I've been unusually silent on my concerns and here's why. I don't think with that particular variant there's much of a threat to my customer base. Microsoft actually released a fix months ago. If you're running a supported system like Windows 7, 8.1 or 10, you're protected. If you're running Windows XP, Microsoft went against their promise of no support and released an update for that. If you're running Windows Vista, at the time of patch release, it was getting updates. Not anymore. If you have computers running Windows XP or Windows Vista, YOU NEED TO GET RID OF THOSE SYSTEMS. If you have very old software that is no longer supported, then those computers can still be used but do not allow them on the internet or connected to other computers that are.

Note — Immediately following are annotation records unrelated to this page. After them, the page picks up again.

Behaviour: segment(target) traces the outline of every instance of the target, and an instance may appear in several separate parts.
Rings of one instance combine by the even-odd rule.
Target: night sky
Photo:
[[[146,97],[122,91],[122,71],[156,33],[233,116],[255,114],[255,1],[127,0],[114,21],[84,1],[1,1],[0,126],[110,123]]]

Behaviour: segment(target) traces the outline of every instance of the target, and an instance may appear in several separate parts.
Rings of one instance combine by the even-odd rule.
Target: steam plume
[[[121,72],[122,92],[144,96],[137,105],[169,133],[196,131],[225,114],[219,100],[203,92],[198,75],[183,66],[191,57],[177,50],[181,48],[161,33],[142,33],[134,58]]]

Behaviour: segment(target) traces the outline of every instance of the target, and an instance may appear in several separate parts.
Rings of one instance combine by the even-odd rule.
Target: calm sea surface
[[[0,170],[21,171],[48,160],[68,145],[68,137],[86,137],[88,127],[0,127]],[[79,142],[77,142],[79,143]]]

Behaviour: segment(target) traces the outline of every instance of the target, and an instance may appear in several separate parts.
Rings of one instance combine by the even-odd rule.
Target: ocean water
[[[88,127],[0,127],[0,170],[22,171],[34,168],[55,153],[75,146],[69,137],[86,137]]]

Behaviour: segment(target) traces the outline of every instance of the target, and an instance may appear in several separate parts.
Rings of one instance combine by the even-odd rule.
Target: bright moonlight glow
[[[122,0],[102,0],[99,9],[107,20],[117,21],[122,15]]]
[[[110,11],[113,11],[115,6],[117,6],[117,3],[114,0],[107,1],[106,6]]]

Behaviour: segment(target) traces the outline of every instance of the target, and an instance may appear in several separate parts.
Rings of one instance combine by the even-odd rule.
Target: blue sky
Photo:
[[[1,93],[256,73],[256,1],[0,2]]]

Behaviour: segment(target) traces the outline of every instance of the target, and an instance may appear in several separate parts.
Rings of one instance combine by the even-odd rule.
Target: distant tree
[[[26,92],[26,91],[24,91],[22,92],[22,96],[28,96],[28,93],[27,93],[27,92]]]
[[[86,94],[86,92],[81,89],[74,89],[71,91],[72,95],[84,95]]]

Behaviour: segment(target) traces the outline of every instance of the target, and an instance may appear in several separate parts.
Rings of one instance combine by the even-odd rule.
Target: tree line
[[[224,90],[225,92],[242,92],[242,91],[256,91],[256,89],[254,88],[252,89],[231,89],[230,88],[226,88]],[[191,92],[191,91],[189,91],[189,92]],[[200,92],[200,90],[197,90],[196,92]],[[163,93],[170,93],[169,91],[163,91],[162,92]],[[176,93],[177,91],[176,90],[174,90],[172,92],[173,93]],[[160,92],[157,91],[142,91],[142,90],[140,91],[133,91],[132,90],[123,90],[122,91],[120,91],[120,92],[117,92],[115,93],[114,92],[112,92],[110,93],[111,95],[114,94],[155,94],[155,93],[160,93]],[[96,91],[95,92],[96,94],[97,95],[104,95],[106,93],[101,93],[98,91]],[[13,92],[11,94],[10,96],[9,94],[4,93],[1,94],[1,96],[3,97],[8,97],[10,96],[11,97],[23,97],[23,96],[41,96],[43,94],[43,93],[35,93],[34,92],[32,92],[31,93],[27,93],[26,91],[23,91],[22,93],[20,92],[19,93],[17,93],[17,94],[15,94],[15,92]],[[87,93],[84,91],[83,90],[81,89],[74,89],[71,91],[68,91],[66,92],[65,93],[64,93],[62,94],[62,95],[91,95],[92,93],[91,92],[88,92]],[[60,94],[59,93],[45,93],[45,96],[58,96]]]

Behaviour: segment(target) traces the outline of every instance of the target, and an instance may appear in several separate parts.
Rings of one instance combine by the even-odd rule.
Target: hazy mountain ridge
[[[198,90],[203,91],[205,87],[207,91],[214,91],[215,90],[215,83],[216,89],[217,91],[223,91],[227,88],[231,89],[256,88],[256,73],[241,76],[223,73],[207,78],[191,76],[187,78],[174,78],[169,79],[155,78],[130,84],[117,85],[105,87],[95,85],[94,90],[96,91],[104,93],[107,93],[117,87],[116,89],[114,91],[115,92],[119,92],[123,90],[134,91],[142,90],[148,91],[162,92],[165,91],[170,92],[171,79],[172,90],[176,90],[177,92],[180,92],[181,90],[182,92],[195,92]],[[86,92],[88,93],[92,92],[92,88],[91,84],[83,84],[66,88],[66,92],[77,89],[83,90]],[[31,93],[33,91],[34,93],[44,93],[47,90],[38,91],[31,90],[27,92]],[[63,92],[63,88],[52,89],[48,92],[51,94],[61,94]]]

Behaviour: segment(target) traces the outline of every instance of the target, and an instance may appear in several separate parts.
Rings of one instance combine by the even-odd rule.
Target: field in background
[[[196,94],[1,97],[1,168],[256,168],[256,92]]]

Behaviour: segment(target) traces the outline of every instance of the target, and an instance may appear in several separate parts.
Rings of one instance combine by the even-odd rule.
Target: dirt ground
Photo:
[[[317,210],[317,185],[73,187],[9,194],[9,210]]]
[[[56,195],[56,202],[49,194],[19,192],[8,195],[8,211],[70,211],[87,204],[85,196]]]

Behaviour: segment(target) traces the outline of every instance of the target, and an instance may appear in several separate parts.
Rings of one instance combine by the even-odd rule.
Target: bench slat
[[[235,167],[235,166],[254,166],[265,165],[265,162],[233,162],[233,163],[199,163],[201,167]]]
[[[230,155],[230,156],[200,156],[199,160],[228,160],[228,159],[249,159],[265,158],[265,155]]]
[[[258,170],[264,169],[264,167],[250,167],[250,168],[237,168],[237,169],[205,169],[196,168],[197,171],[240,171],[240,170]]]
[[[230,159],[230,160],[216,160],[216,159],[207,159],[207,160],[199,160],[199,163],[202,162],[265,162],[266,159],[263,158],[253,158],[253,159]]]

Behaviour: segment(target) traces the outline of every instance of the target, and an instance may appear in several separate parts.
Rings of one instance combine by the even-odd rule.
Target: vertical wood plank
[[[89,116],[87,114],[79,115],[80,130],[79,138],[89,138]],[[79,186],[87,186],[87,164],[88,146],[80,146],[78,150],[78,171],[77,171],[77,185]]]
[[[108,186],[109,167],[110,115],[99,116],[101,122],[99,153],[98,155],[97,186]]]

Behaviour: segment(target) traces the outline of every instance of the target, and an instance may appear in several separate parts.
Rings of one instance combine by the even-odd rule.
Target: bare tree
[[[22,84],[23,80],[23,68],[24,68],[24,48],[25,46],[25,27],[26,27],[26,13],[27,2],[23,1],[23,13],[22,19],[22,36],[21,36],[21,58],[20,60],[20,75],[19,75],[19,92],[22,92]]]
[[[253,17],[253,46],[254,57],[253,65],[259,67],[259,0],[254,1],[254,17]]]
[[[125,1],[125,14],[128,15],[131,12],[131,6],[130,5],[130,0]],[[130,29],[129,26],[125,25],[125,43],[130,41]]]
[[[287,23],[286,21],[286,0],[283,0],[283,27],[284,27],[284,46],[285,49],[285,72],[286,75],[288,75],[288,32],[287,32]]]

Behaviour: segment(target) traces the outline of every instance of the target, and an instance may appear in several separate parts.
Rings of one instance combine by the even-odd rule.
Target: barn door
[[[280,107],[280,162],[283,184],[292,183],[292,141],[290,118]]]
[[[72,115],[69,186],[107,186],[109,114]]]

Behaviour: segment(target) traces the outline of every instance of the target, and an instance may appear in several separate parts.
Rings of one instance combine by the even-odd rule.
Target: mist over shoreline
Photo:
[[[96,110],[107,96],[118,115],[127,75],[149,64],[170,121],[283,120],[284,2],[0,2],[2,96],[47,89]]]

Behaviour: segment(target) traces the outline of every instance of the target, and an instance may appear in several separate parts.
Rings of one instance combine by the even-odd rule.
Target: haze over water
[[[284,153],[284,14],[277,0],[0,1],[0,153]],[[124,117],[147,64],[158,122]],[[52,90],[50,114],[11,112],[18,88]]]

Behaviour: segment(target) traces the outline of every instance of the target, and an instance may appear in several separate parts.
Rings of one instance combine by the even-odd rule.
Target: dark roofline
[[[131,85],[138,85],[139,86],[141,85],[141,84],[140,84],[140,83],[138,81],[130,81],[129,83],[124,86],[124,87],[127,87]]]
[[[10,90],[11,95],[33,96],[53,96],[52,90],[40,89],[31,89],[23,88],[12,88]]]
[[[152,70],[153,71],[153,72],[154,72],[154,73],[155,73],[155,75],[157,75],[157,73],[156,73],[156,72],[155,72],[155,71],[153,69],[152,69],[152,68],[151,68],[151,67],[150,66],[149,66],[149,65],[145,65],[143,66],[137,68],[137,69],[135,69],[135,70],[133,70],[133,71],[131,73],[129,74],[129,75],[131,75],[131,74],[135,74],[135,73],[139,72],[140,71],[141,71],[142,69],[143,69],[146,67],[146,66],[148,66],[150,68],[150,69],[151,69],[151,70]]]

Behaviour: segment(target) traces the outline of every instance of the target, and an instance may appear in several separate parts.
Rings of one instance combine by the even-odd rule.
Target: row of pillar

So who was susceptible to this attack? Believe it or not, a lot of businesses turn off Windows Updates until they can prove them in a test environment. Sometimes those tests take a very long time. So, if an update comes out in March, it may not get implemented for 6 months or longer. So, they're vulnerable in the meantime. They weigh the update's benefit vs the chance that an update can bring down computers in their environment. I don't have such worries. Yes, it does happen. But, the good outweighs the bad. Another group that was susceptible was the 'bootleg software' world. There's a lot of Microsoft users out there who are running on illegal license keys. Microsoft has always had a policy that if you get 'pirated' software, it will probably work but they will cut off any updates. So a lot of these third-world (in terms of computers) entities were basically caught with major exposure to the bad guys.